O problema de fundo é que Portugal nunca decidiu o que quer da imigração. Vive preso entre dois clichés, igualmente absurdos. O primeiro é o da imigração como um “direito humano absoluto”, como se qualquer indivíduo no planeta tivesse automaticamente o direito de se instalar onde bem entender, sem critérios, sem regras, sem contrapartidas. O segundo é o da “invasão”, a ideia de que a imigração é sempre e necessariamente uma ameaça, uma conspiração silenciosa para destruir a “identidade nacional”. Como sempre, o país oscila entre um moralismo ingénuo e um pânico histérico.

A ideia seria simples: quem quisesse estabelecer-se em Portugal teria de aceitar um conjunto claro de deveres em troca de um estatuto legal estável, com direitos progressivos consoante a sua integração. O que se exige não é absurdo. Exige-se que o emigrante seja identificado e legalizado, que comprove a ausência de antecedentes criminais, que contribua para a sociedade portuguesa, seja pelo trabalho, seja pelo pagamento de impostos, seja pelo cumprimento das leis. Que aprenda a língua, que demonstre conhecimento básico da sociedade portuguesa, que participe na vida cívica e económica do país.

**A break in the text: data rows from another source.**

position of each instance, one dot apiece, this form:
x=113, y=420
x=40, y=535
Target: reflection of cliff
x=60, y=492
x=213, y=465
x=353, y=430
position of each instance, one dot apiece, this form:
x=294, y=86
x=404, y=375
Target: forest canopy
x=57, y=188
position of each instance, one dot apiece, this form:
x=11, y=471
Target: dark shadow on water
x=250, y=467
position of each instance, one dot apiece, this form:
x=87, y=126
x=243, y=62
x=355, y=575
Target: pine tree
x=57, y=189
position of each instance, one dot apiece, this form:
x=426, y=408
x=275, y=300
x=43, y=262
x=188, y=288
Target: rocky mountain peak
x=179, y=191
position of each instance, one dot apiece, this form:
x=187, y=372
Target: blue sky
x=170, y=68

E, em troca, o Estado português garantiria que um emigrante que assinasse este contrato teria acesso progressivo a serviços públicos, poderia trabalhar sem discriminação legal, e, ao fim de um período estipulado, teria direito a um processo de naturalização. Mas tudo isto sob uma lógica de reciprocidade, onde os benefícios não fossem uma dádiva incondicional, mas sim o resultado de um processo de integração mensurável e objectivo. O modelo existe já noutros países e não tem nada de extraordinário. Quem tem de se adaptar é quem chega, não quem já cá está.

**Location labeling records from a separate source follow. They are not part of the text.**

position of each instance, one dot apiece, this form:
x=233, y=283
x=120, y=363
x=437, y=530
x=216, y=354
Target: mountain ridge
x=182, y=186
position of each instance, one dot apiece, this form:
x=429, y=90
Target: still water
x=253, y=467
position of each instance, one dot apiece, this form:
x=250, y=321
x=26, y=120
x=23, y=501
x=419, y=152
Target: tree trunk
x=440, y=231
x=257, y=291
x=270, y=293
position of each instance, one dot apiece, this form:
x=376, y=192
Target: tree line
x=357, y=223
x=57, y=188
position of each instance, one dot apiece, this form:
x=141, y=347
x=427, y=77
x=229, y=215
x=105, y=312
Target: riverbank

A resistência virá, como sempre, de todos os lados. A esquerda verá nisto um plano sinistro de “criminalização da imigração”, porque a esquerda oficial já não sabe distinguir entre regulação e repressão. A direita tradicional hesitará entre um nacionalismo de opereta e um pragmatismo económico sem convicção. A burocracia estatal alegará dificuldades técnicas, porque a burocracia estatal é especializada em provar que nada pode ser feito. E, no fim, como sempre, Portugal continuará a improvisar, empurrando o problema com a barriga para o futuro, fingindo que se pode ter uma imigração desregulada sem consequências sociais, económicas ou políticas.